Então, eis que surge um terreno fértil para a ascensão desse debate: a flexibilização da regulamentação dos agrotóxicos. Esse fato fez com que muitos começassem a espalhar supostos benefícios das comidas orgânicas que, na verdade, não existem. Senti, pois, a necessidade de fazer um texto sobre, abordando tópicos principais e resumindo alguns textos que li.
O artigo principal que eu utilizei como base foi o do Scientific American, disponível aqui.
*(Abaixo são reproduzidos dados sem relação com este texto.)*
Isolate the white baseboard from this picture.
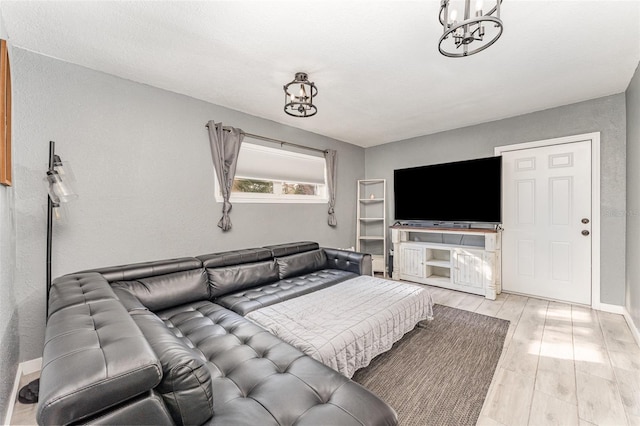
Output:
[596,303,626,315]
[622,308,640,346]
[4,358,42,425]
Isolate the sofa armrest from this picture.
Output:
[323,247,373,275]
[132,311,213,426]
[37,298,162,424]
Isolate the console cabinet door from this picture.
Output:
[452,249,487,289]
[400,244,425,279]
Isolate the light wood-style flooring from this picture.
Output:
[6,287,640,426]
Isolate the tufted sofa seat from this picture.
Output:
[37,242,397,426]
[151,302,394,426]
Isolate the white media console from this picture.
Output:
[391,225,502,300]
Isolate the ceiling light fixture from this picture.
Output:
[438,0,503,58]
[284,72,318,117]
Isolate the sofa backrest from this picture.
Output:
[37,273,168,424]
[276,249,327,280]
[264,241,320,257]
[198,248,278,298]
[85,257,209,311]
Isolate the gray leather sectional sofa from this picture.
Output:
[37,242,397,426]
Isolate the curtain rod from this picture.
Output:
[204,124,328,154]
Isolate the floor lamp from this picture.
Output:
[18,141,78,404]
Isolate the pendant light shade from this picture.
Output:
[284,72,318,117]
[438,0,503,58]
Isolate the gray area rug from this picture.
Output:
[353,305,509,426]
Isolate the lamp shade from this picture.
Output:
[47,169,78,203]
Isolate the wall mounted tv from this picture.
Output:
[393,156,502,223]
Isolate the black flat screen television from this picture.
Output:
[393,156,502,223]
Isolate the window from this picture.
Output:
[215,142,328,203]
[0,40,11,186]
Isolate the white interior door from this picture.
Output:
[502,140,591,305]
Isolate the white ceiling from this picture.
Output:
[0,0,640,147]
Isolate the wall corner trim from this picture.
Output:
[622,307,640,346]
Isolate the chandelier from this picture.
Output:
[438,0,503,58]
[284,72,318,117]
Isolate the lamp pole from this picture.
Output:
[45,141,58,324]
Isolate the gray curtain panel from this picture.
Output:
[208,120,244,231]
[324,149,338,226]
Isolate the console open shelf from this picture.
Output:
[391,225,502,300]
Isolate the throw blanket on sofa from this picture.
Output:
[246,276,433,378]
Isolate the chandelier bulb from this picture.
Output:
[449,9,458,24]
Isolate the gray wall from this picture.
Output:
[12,48,364,361]
[0,16,19,421]
[0,178,19,421]
[365,94,626,305]
[626,65,640,329]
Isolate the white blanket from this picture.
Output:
[246,276,433,378]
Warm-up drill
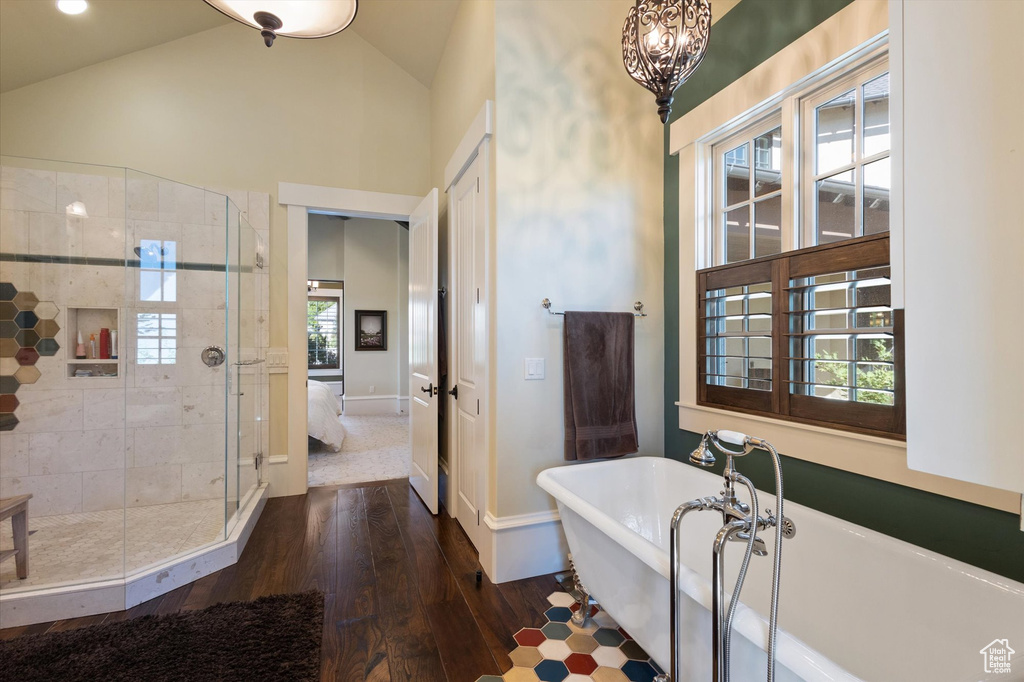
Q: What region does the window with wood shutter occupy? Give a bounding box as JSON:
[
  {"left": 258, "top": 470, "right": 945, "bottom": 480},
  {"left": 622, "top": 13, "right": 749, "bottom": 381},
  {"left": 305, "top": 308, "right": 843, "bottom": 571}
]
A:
[{"left": 697, "top": 233, "right": 905, "bottom": 438}]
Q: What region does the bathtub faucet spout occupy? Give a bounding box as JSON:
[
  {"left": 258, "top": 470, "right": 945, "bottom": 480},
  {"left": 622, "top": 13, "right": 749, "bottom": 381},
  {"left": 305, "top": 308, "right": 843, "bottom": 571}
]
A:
[{"left": 656, "top": 430, "right": 796, "bottom": 682}]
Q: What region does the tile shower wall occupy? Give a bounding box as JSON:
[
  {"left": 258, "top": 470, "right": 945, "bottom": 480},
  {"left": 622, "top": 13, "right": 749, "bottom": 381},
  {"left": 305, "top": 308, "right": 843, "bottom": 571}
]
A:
[{"left": 0, "top": 166, "right": 269, "bottom": 516}]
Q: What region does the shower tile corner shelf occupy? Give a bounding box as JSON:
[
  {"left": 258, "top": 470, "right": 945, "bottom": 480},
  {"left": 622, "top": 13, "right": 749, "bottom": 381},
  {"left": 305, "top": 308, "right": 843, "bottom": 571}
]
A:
[{"left": 66, "top": 307, "right": 122, "bottom": 379}]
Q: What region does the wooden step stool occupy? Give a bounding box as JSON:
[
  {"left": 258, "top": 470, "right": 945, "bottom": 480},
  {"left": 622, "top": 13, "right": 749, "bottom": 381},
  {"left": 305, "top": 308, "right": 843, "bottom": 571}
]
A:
[{"left": 0, "top": 495, "right": 32, "bottom": 580}]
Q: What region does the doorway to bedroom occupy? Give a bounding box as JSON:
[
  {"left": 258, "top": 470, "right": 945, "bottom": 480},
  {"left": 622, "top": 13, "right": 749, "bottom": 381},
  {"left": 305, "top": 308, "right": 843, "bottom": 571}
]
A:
[{"left": 306, "top": 211, "right": 411, "bottom": 486}]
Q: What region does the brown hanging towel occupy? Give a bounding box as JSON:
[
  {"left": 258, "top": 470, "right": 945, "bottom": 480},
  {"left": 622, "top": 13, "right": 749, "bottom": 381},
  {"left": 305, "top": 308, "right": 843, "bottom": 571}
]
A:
[{"left": 562, "top": 311, "right": 639, "bottom": 460}]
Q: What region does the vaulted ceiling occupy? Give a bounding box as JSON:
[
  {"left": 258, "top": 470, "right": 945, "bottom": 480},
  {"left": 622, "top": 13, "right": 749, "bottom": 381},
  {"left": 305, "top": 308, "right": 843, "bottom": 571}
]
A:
[{"left": 0, "top": 0, "right": 459, "bottom": 92}]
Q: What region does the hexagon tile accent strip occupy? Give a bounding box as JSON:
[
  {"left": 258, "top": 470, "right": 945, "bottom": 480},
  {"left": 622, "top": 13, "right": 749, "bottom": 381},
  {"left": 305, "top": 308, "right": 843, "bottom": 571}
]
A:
[
  {"left": 476, "top": 592, "right": 662, "bottom": 682},
  {"left": 0, "top": 282, "right": 60, "bottom": 431}
]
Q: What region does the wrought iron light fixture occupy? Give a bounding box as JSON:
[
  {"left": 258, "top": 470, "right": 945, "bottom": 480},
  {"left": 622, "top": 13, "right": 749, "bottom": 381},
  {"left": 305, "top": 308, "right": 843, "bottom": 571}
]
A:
[
  {"left": 205, "top": 0, "right": 357, "bottom": 47},
  {"left": 623, "top": 0, "right": 711, "bottom": 123}
]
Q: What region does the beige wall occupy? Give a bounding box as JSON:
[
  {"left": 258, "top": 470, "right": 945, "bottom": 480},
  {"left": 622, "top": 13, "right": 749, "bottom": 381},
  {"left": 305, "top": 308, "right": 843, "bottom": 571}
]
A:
[
  {"left": 430, "top": 0, "right": 495, "bottom": 193},
  {"left": 0, "top": 23, "right": 431, "bottom": 483},
  {"left": 345, "top": 218, "right": 409, "bottom": 398},
  {"left": 490, "top": 0, "right": 665, "bottom": 516}
]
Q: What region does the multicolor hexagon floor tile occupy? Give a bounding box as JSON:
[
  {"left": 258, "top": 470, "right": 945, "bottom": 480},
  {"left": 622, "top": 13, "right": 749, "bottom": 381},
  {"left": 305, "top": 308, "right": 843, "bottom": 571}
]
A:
[
  {"left": 476, "top": 592, "right": 662, "bottom": 682},
  {"left": 0, "top": 282, "right": 60, "bottom": 431}
]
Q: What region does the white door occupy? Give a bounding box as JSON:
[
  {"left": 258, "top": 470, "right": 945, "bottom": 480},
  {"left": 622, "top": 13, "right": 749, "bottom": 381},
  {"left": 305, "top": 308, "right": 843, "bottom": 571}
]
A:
[
  {"left": 449, "top": 150, "right": 487, "bottom": 551},
  {"left": 409, "top": 189, "right": 439, "bottom": 514}
]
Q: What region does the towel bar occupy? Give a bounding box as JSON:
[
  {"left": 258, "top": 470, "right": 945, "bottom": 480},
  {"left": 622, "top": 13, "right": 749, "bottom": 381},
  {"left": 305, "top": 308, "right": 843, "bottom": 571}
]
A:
[{"left": 541, "top": 298, "right": 647, "bottom": 317}]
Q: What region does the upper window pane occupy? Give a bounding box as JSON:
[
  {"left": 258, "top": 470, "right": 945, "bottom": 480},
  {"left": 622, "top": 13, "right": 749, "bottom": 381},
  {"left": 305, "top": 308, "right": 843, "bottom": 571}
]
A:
[
  {"left": 725, "top": 204, "right": 751, "bottom": 263},
  {"left": 861, "top": 73, "right": 890, "bottom": 157},
  {"left": 725, "top": 143, "right": 751, "bottom": 206},
  {"left": 814, "top": 90, "right": 857, "bottom": 175},
  {"left": 754, "top": 126, "right": 782, "bottom": 197},
  {"left": 754, "top": 196, "right": 782, "bottom": 258}
]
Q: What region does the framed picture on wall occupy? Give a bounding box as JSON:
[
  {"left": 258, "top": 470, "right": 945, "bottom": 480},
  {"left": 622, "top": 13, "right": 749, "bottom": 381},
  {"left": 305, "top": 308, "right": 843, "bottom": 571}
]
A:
[{"left": 355, "top": 310, "right": 387, "bottom": 350}]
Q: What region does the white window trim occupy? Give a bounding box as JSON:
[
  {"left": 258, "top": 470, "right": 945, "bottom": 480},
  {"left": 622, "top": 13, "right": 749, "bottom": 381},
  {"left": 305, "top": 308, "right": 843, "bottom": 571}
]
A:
[{"left": 669, "top": 0, "right": 1021, "bottom": 514}]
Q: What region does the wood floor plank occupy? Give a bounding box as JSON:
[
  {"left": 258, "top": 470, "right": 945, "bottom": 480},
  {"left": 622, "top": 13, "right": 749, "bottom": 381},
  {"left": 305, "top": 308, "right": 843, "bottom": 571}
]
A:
[
  {"left": 46, "top": 613, "right": 106, "bottom": 633},
  {"left": 249, "top": 495, "right": 311, "bottom": 599},
  {"left": 435, "top": 499, "right": 528, "bottom": 672},
  {"left": 295, "top": 487, "right": 338, "bottom": 594},
  {"left": 364, "top": 487, "right": 446, "bottom": 682},
  {"left": 387, "top": 483, "right": 461, "bottom": 604},
  {"left": 0, "top": 621, "right": 53, "bottom": 640}
]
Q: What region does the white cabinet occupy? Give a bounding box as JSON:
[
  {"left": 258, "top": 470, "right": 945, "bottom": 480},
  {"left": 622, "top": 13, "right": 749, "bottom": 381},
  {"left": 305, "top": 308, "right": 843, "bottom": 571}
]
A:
[{"left": 890, "top": 0, "right": 1024, "bottom": 492}]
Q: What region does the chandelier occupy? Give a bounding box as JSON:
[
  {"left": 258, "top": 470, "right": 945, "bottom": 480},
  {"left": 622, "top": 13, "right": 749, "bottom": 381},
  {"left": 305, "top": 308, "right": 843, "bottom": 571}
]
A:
[
  {"left": 623, "top": 0, "right": 711, "bottom": 123},
  {"left": 205, "top": 0, "right": 357, "bottom": 47}
]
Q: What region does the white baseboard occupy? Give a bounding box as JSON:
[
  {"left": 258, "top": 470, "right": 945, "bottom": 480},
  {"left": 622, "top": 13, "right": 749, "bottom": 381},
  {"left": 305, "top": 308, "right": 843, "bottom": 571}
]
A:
[
  {"left": 342, "top": 395, "right": 398, "bottom": 417},
  {"left": 0, "top": 483, "right": 268, "bottom": 628},
  {"left": 483, "top": 510, "right": 569, "bottom": 583}
]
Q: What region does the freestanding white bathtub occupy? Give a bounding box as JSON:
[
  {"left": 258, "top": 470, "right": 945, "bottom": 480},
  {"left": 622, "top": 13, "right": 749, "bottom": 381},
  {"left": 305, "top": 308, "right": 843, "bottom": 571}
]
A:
[{"left": 537, "top": 452, "right": 1024, "bottom": 682}]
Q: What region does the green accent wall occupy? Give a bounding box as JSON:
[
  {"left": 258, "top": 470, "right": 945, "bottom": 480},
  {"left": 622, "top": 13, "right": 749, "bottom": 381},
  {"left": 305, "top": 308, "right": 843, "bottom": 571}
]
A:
[{"left": 651, "top": 0, "right": 1024, "bottom": 582}]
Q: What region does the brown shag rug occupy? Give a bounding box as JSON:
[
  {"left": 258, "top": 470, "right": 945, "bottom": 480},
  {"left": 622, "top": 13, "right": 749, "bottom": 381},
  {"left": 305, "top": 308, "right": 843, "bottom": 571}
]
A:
[{"left": 0, "top": 591, "right": 324, "bottom": 682}]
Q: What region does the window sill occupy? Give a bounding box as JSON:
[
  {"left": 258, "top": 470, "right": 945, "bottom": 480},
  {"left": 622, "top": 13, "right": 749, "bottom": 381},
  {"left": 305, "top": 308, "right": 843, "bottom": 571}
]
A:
[{"left": 676, "top": 401, "right": 1021, "bottom": 514}]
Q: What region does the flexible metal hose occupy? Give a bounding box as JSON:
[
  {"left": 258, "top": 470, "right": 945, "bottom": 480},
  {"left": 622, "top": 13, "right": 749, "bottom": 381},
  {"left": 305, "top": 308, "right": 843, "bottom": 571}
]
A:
[{"left": 722, "top": 472, "right": 758, "bottom": 682}]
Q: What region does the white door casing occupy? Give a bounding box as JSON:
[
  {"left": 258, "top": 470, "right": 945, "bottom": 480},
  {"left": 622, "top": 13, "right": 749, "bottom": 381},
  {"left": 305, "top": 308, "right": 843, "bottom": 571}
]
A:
[
  {"left": 409, "top": 188, "right": 440, "bottom": 514},
  {"left": 449, "top": 147, "right": 487, "bottom": 551}
]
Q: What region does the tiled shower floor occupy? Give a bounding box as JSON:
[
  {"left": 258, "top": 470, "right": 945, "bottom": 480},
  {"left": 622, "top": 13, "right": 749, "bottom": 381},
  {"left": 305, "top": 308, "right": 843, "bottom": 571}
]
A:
[{"left": 0, "top": 500, "right": 224, "bottom": 590}]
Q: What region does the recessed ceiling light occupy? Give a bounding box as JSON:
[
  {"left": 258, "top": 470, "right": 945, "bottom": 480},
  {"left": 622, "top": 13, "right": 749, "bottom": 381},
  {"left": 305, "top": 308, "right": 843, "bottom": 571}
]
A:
[{"left": 57, "top": 0, "right": 89, "bottom": 14}]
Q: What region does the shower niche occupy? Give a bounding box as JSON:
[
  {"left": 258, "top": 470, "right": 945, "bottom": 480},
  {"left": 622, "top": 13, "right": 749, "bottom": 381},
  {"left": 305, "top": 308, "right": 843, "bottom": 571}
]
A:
[{"left": 66, "top": 307, "right": 123, "bottom": 379}]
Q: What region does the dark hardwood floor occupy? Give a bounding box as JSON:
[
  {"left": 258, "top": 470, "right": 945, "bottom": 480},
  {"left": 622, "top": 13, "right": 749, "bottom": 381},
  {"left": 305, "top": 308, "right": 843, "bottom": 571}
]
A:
[{"left": 0, "top": 479, "right": 559, "bottom": 682}]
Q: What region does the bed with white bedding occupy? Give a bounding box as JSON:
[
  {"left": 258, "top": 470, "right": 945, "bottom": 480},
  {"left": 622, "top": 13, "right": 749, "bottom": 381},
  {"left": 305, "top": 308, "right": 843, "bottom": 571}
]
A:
[{"left": 306, "top": 379, "right": 345, "bottom": 453}]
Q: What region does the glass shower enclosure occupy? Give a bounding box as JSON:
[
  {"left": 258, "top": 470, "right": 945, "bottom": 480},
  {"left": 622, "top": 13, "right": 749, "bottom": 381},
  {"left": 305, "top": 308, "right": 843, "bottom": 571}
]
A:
[{"left": 0, "top": 157, "right": 268, "bottom": 599}]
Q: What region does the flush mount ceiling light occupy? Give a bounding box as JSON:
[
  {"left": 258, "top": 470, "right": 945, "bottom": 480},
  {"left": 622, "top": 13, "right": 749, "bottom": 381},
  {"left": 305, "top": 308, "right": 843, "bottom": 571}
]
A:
[
  {"left": 57, "top": 0, "right": 89, "bottom": 14},
  {"left": 623, "top": 0, "right": 711, "bottom": 123},
  {"left": 205, "top": 0, "right": 356, "bottom": 47}
]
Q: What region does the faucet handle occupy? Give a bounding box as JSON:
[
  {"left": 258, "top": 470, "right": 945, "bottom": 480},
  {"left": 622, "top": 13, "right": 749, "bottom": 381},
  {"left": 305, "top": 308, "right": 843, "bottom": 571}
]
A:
[{"left": 764, "top": 509, "right": 797, "bottom": 540}]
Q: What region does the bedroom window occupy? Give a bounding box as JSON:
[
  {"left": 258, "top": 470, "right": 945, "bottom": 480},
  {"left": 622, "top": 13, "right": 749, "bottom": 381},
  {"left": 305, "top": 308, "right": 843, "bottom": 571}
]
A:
[{"left": 306, "top": 296, "right": 341, "bottom": 370}]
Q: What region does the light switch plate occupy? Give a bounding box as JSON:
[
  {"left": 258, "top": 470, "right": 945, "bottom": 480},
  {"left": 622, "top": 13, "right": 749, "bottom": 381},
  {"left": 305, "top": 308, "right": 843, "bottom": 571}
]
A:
[{"left": 525, "top": 357, "right": 544, "bottom": 381}]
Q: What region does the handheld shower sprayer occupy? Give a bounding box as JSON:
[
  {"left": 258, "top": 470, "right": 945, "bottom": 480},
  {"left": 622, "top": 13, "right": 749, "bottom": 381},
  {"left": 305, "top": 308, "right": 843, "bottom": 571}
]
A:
[{"left": 658, "top": 429, "right": 796, "bottom": 682}]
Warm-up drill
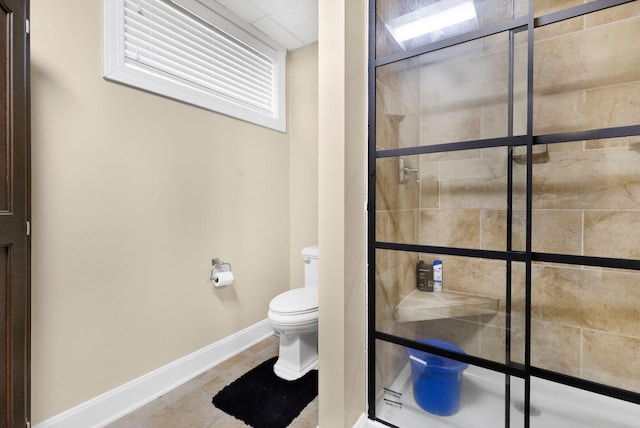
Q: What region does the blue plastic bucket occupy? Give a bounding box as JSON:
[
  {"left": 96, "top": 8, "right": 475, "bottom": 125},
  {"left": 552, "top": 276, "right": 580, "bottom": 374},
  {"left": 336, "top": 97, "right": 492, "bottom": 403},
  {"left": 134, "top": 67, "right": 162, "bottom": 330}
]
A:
[{"left": 407, "top": 339, "right": 468, "bottom": 416}]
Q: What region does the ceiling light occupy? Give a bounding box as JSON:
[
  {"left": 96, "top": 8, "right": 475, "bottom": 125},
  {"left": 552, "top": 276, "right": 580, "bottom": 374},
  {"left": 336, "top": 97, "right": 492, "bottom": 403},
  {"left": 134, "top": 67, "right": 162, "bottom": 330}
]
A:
[{"left": 386, "top": 0, "right": 477, "bottom": 42}]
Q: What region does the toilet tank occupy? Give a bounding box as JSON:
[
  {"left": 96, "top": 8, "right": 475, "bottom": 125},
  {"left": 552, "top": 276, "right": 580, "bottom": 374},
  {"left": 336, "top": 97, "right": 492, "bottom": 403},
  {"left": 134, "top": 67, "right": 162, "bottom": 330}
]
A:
[{"left": 301, "top": 245, "right": 318, "bottom": 287}]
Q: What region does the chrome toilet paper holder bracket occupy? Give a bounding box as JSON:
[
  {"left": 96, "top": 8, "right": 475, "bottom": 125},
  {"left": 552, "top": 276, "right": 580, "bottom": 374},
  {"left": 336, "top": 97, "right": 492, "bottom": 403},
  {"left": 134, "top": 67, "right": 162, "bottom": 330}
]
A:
[{"left": 211, "top": 258, "right": 231, "bottom": 280}]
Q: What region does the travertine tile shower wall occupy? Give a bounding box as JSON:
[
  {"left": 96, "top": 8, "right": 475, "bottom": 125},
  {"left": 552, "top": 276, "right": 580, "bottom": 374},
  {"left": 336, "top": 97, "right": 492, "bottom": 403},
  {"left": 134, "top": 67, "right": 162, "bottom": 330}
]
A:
[{"left": 376, "top": 1, "right": 640, "bottom": 392}]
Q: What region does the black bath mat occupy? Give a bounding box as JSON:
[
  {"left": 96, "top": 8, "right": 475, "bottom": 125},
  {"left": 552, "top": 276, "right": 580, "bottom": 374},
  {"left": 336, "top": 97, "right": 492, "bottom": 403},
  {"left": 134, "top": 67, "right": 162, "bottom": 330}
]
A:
[{"left": 211, "top": 357, "right": 318, "bottom": 428}]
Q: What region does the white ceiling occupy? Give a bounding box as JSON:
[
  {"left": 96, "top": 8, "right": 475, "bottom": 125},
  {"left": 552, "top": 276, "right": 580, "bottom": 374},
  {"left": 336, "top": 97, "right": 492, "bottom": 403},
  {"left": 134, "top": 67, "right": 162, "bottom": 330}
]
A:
[{"left": 215, "top": 0, "right": 318, "bottom": 51}]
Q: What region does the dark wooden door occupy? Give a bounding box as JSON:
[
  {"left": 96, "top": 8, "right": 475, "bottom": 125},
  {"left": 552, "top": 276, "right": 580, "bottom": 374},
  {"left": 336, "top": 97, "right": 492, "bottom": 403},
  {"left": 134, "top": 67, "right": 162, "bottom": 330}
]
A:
[{"left": 0, "top": 0, "right": 31, "bottom": 428}]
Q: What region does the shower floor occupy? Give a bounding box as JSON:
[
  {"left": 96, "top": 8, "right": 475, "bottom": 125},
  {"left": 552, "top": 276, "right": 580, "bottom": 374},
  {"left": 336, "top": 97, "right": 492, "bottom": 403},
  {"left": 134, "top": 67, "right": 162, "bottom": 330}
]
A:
[{"left": 376, "top": 364, "right": 640, "bottom": 428}]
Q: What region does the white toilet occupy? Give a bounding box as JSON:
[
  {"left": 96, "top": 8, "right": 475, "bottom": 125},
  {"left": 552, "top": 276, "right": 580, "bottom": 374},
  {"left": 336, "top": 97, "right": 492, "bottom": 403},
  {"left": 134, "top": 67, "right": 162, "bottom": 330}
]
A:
[{"left": 268, "top": 246, "right": 318, "bottom": 380}]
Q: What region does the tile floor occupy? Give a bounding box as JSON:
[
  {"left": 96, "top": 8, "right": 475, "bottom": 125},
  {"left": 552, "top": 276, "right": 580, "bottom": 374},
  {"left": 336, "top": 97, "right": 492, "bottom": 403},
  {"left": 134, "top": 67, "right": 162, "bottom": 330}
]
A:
[{"left": 108, "top": 337, "right": 318, "bottom": 428}]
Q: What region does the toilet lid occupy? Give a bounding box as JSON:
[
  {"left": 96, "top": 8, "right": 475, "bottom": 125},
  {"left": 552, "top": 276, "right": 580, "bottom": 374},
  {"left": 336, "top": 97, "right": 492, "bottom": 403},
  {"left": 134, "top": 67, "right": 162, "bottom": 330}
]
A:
[{"left": 269, "top": 288, "right": 318, "bottom": 314}]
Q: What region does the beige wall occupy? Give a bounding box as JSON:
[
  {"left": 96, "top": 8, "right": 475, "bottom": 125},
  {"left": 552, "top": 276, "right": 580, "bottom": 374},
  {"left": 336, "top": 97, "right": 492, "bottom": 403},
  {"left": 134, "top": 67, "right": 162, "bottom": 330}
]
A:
[
  {"left": 318, "top": 0, "right": 367, "bottom": 427},
  {"left": 287, "top": 44, "right": 318, "bottom": 288},
  {"left": 31, "top": 0, "right": 317, "bottom": 423}
]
Lembrando que: (1) os orgânicos realmente possuem benefícios, porém, destacarei apenas aqueles que se passam por tais, mas, na verdade, são mitos e; (2) todos esses dados devem ser individualizados e dependem do produtor, o objetivo é demonstrar que os benefícios são relativos e, embora culturas orgânicas (CO) tenham benefícios, nem sempre elas terão mais vantagens que as culturas convencionais (CC).
“Alimentos orgânicos não usam pesticidas”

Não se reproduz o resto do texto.